FDG brain PET/CT is a well-established imaging technique, whose imaging protocol is described in detail in Society of Nuclear Medicine (SNM) and European Association of Nuclear Medicine (EANM) guidelines (Society of Nuclear Medicine,
2009; Varrone
et al.,
2009). It may allow resection of the epileptogenic focus without intracranial EEG guidance before the operation. Some of the studies have demonstrated that FDG-PET is highly sensitive for presurgical localization of epileptogenic foci in patients with medical refractory epilepsy who have noncontributory EEG or MRI. For example, in children with frontal lobe epilepsy, the sensitivity and specificity of FDG-PET were 92% and 62.5%, respectively (da Silva
et al.,
1997). Functional information that brain PET/CT provides complementary to anatomical imaging of MRI and functional information of EEG are very important techniques in the process of sorting out patients to whom surgery may be needed. FDG-PET images co-registered to MR images or obtained on an integrated PET/MR scanner provide better structural and functional information (Maganti and Rutecki,
2013). We found that epileptogenic foci detected on PET/CT and EEG had quite high correlation, but correlation on MRI and PET/CT was much lower. According to the study of Gok B.

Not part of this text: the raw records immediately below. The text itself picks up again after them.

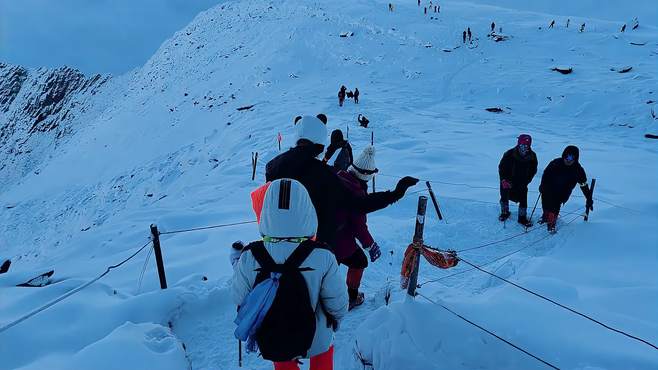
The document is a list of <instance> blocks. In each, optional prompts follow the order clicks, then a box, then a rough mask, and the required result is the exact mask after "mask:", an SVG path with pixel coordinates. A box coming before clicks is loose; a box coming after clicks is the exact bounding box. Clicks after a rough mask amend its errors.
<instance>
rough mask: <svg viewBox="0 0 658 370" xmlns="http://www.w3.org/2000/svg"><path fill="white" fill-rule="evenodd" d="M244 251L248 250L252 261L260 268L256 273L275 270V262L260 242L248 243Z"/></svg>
mask: <svg viewBox="0 0 658 370" xmlns="http://www.w3.org/2000/svg"><path fill="white" fill-rule="evenodd" d="M245 249H248V250H250V251H251V254H252V255H253V256H254V259H256V262H258V265H259V266H260V268H259V269H257V271H262V270H266V271H274V270H275V269H276V262H274V260H273V259H272V256H270V254H269V253H268V252H267V249H265V244H264V243H263V241H262V240H259V241H256V242H253V243H250V244H249V245H248V246H246V247H245Z"/></svg>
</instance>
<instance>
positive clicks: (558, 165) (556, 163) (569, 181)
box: [539, 146, 587, 203]
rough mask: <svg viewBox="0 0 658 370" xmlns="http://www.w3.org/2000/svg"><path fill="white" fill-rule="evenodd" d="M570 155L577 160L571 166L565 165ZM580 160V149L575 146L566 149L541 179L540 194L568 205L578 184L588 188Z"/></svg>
mask: <svg viewBox="0 0 658 370" xmlns="http://www.w3.org/2000/svg"><path fill="white" fill-rule="evenodd" d="M569 154H571V155H573V156H574V159H575V160H574V163H573V164H572V165H571V166H567V165H566V164H565V163H564V158H565V157H566V156H567V155H569ZM578 159H579V153H578V148H576V147H575V146H568V147H566V149H564V152H563V153H562V157H560V158H555V159H554V160H552V161H551V163H549V164H548V166H546V169H545V170H544V174H543V175H542V177H541V184H540V185H539V192H540V193H542V195H544V196H547V197H549V198H550V199H555V200H557V201H559V202H560V203H566V201H567V200H569V197H570V196H571V192H572V191H573V189H574V188H575V187H576V184H580V185H581V187H586V186H587V175H586V174H585V170H584V169H583V167H582V166H581V165H580V163H579V162H578Z"/></svg>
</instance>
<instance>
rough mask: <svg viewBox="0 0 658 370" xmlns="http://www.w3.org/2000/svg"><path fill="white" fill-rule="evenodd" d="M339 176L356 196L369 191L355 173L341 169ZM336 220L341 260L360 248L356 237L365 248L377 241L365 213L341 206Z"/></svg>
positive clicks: (340, 258) (336, 235)
mask: <svg viewBox="0 0 658 370" xmlns="http://www.w3.org/2000/svg"><path fill="white" fill-rule="evenodd" d="M338 177H340V179H341V180H342V181H343V184H344V185H345V187H346V188H347V189H348V190H349V191H351V192H352V193H353V194H354V195H355V196H364V195H365V194H366V193H367V186H368V185H367V183H365V182H363V181H361V180H359V179H357V178H356V176H354V175H353V174H351V173H349V172H346V171H340V172H339V173H338ZM336 222H337V224H338V232H337V234H336V247H335V249H334V253H335V254H336V258H337V259H338V260H339V261H340V260H343V259H345V258H347V257H349V256H351V255H352V254H354V252H356V250H357V248H359V246H358V245H357V244H356V241H355V238H356V240H358V241H359V243H361V246H362V247H364V248H369V247H370V246H372V244H373V243H374V242H375V240H374V239H373V237H372V235H371V234H370V231H369V230H368V224H367V222H368V220H367V217H366V214H365V213H361V212H357V211H354V210H350V209H345V208H341V209H339V210H338V212H337V213H336Z"/></svg>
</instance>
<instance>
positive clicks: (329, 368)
mask: <svg viewBox="0 0 658 370" xmlns="http://www.w3.org/2000/svg"><path fill="white" fill-rule="evenodd" d="M333 369H334V346H333V345H332V346H331V347H329V349H328V350H327V352H323V353H320V354H319V355H316V356H311V367H310V370H333Z"/></svg>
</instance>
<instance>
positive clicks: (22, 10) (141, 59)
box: [0, 0, 221, 75]
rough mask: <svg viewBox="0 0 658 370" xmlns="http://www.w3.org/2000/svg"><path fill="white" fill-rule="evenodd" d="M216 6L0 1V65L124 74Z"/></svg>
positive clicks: (139, 3)
mask: <svg viewBox="0 0 658 370" xmlns="http://www.w3.org/2000/svg"><path fill="white" fill-rule="evenodd" d="M220 1H221V0H137V1H135V0H0V62H8V63H11V64H19V65H23V66H26V67H44V66H45V67H59V66H62V65H67V66H72V67H75V68H77V69H79V70H81V71H83V72H85V73H88V74H91V73H110V74H113V75H119V74H123V73H125V72H128V71H130V70H132V69H134V68H136V67H139V66H141V65H143V64H144V63H145V62H146V61H147V60H148V59H149V57H150V56H151V55H153V53H155V51H156V50H157V49H158V48H159V47H160V45H161V44H162V43H163V42H164V41H165V40H167V39H168V38H169V37H171V35H173V34H174V32H176V31H178V30H180V29H181V28H183V27H184V26H185V25H187V24H188V23H189V22H190V21H192V19H194V17H195V16H196V15H197V14H198V13H199V12H201V11H203V10H206V9H208V8H210V7H212V6H213V5H215V4H217V3H219V2H220Z"/></svg>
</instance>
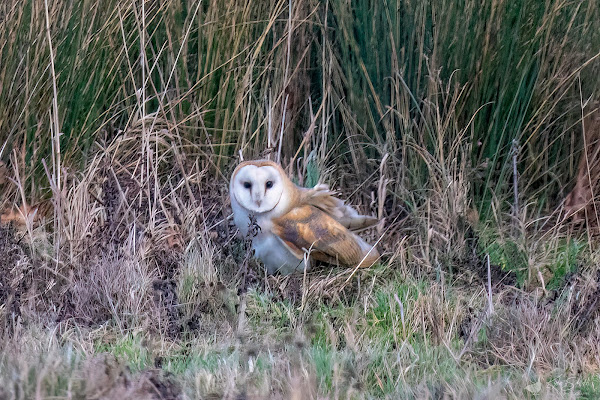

et al., PET was able to lateralize the seizure focus in 95% of MRI positive, 69% of MRI equivocal and 84% of MRI negative patients (Gok
et al.,
2013). Our data show no statistically significant difference between epileptogenic foci detected on MRI and PET/CT studies. That might indicate that not all structural lesions possibly are epileptogenic. There were some cases when epileptogenic changes were not found on neither MRI nor PET/CT evaluation. However, these cases were enough rare.
De Cocker
et al. reported that in medication refractory epilepsy the most common location of the epileptogenic lesion is temporal lobe (60%), frontal lobe (20%) and parietal lobe (10%), periventricular (5%) and occipital (5%) (Epilepsy,
2008). Our data is based on comparison if all three diagnostic methods show that the most common localization of epileptogenic foci is temporal lobe which might be associated with the fact that hippocampus is often involved in seizures, even if they are not generated there. Whether hippocampal sclerosis is a cause or the effect of seizures is a subject of ongoing debate. Localizing epileptogenic focus by FDG-PET especially in presurgical period provides an important information about the functional status of the brain – assesses the functional deficit or abnormal functioning zone. This could be associated with poor outcome after surgery. Thereby, we agree with studies demonstrating that FDG-PET can predict epilepsy surgical outcomes. Preoperative hypometabolism observed in the resected temporal lobe was associated with significantly better postoperative seizure control (Radtke
et al.,
1993; Theodore
et al.,
1992; Manno
et al.,
1994).
Surgical treatment may offer hope for patients with intractable epileptic seizures, but it can cause permanent neurological deficits. The success rate depends on the accuracy of eliptogenic locus detection and the type of surgery. It is well-known fact that children who underwent temporal resection usually get better outcomes than children who have an extra-temporal resection. Commonly, 70% children after surgery will stop having seizures. For adults, it’s approximately 60%. In our study positive outcomes also reached 70%. The advantages of this treatment must be weighed against the risk of worsening the patient’s neurological condition; therefore, it is extremely important to determine the precise location of the epileptogenic lesion. Surgery of the structural abnormalities can only be advised when there is also a functional confirmation made with PET and provided that the EEG indicates that the lesion is indeed epileptogenic.